Ms Truss’s first policy announcement will be what campaign figures have called a twin package of measures to provide help to households with soaring energy bills, plus reform of energy supply.

While the Truss campaign continued to stay silent in public about the measures on Monday, details of options being considered are emerging.

The Telegraph understands that Ms Truss plans to institute an energy bill freeze that could last all the way to 2024 and is also leaning towards applying the freeze to all 28 million households rather than offering means tested support, according to multiple campaign and Treasury sources.

One government figure familiar with Truss campaign policy discussions said the intervention would be “huge” and that the campaign wanted a “simple” solution.

Kwasi Kwarteng, set to be appointed chancellor on Tuesday, hinted at a two-year intervention in the Financial Times, saying the package would help businesses and families “through this winter and the next”.

Freezing the price cap would mean annual energy bills for the average household would remain at £1,971 instead of jumping to £3,549 next month. The overall package could cost the Treasury up to £100 billion.

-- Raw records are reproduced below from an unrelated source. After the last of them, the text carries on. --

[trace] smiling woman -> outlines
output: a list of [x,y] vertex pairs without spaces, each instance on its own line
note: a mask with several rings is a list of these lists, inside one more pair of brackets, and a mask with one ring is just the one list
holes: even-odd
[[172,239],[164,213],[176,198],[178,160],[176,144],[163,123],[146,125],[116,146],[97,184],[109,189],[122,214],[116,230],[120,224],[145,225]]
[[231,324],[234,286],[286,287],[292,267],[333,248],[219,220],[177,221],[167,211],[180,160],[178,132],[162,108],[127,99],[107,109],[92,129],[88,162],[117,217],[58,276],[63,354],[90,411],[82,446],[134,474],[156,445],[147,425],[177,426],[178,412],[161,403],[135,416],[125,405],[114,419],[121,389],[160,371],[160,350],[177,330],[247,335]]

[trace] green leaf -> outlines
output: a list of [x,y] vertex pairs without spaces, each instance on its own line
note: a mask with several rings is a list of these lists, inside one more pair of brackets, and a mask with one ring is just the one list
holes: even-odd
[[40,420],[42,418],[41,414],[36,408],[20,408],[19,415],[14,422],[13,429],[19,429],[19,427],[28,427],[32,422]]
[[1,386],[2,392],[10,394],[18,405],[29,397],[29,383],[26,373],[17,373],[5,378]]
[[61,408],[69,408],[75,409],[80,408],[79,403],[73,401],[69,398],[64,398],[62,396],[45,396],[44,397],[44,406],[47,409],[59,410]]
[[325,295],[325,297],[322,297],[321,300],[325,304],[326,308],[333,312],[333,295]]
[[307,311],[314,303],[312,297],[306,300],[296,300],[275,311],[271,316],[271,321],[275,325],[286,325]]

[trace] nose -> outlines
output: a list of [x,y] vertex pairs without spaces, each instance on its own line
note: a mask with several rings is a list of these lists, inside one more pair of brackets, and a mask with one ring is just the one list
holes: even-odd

The money could be provided to energy companies as a loan, and industry bosses are understood to have suggested that this be repaid via a levy on household bills after the crisis has passed. However, this would mean that household bills would not fall as quickly as otherwise.

Truss campaign figures insisted final decisions are yet to be taken, with discussions continuing this week. Keeping prices fixed for both the winter of 2022-23 and 2023-24 would reflect the belief of her campaign that energy bills will remain unusually high into 2024.